The Mongols built an empire with one technological breakthrough

Enlarge / This pair of 1,100-year-old metal stirrups was unearthed from a Mongolian woman’s grave in 2016. They were part of a well-preserved saddle with reinforcements that would have allowed the rider unprecedented mobility.

A general of the Song Dynasty (960-1279) described the Mongols riding long distances standing up in the saddle, with “the main weight of the body upon the calves or lower part of the leg with some weight upon the feet and ankles.” The stirrups were meant to keep the rider centered and upright in even the most tumultuous situation. They hung from a saddle that was made of wood and had a high back and front. These, supplemented with endless hours of practice, gave a Mongol rider unprecedented stability. The rider could maintain hands-free balance on the horse while the horse twisted and turned and while the rider himself turned in the saddle. A fluidly mobile rider could then use his hands to fire arrows in any direction as he rode.

At a time when most armies won by driving ineluctably forward, the Mongols advanced and retreated while never letting up on their assault. When they met their opposition, their cavalry galloped forward with wild agility, shooting arrows continuously, presenting a terrifying united front. As they got within a few yards of the other army, the charging horsemen’s unity broke. They turned and galloped away as quickly as they’d come.

The power of retreat

Historian Thomas Craughwell explains that an ability to twist in their saddles meant that, even as the Mongols rode away, they could shoot arrows back toward the enemy army. As the army continued to charge and retreat, their patterns became ever more chaotic. Marco Polo, who saw the Mongols in action, described their technique: “They never let themselves get into a regular melee, but keep perpetually riding around and shooting into the enemy.”

If traditional mounted troops were like tanks, Mongol-mounted warriors were fighter pilots. Their mastery of movement made them unbeatable. The other army would advance on a shifting, uniting, scattering, and reuniting foe.

Enlarge / This is a representation of a battle between Mongols and the Chinese, recorded in 1211 in the Jami’ al-tawarikh, by Rashid al-Din. Note the Mongols standing in their saddles.

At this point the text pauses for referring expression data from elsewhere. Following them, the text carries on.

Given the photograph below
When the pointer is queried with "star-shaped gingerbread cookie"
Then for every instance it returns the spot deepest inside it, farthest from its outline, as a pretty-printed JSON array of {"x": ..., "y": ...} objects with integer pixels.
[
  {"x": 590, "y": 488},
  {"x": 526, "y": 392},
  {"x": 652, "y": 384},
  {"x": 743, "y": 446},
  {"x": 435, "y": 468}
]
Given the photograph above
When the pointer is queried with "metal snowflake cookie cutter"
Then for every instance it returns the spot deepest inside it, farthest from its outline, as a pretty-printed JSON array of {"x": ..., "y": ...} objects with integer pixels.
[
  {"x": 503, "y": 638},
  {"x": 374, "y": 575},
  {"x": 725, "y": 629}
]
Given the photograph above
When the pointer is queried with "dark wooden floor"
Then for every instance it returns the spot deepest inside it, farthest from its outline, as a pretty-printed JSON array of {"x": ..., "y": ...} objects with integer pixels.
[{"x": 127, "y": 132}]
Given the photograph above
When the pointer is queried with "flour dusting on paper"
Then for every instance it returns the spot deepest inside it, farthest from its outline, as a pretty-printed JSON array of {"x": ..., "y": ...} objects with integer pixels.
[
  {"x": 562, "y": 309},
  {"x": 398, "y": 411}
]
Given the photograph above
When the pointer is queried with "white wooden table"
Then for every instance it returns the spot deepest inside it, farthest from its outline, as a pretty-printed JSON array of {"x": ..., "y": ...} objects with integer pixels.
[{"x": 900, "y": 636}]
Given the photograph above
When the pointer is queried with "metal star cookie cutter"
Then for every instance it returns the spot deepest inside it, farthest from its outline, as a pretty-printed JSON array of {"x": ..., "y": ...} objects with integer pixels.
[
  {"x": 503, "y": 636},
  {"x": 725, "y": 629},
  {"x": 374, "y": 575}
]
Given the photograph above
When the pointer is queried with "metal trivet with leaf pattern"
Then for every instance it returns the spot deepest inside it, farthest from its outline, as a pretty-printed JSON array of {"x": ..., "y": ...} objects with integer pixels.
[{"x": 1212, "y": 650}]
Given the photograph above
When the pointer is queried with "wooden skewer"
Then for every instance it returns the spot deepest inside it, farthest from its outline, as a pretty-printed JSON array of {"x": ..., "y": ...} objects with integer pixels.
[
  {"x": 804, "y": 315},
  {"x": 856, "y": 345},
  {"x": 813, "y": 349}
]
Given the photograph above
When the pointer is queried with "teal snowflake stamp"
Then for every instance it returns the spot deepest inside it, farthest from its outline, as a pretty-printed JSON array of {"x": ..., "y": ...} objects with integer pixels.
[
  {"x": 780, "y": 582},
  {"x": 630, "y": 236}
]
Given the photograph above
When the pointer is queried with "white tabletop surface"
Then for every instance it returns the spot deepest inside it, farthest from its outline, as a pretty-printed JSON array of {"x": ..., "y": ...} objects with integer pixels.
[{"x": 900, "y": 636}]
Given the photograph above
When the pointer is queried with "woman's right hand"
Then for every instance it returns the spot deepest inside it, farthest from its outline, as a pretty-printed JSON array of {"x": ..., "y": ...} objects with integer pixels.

When all else failed, the Mongols used psychology. At a signal, the cavalry could wheel around and make a convincingly jumbled false retreat. Unwary opposition forces would often then charge after them, believing that the battle had, unexpectedly, gone their way. The Mongol cavalry would then turn right back around, having lured a few overconfident souls too close. More often, though, they would continue their retreat and then maneuver out of the way. Then, unmounted archers would shower the pursuing army with arrows, and more heavily armored cavalry could charge in with lances. At that point, the battle was as good as over.

The Mongolian Empire’s stunning rise to power reveals how one technological development provided a literal stepping point for a new style of warfare—one that could not be resisted by any existing army. The largest land empire the world has ever known did not exist because of any one factor. A thousand different circumstances helped Genghis Khan and his immediate descendants conquer most of a continent. But the stirrup played an indispensable role. Engineering the perfect stirrup gave an army, and a people, an ineradicable place in history.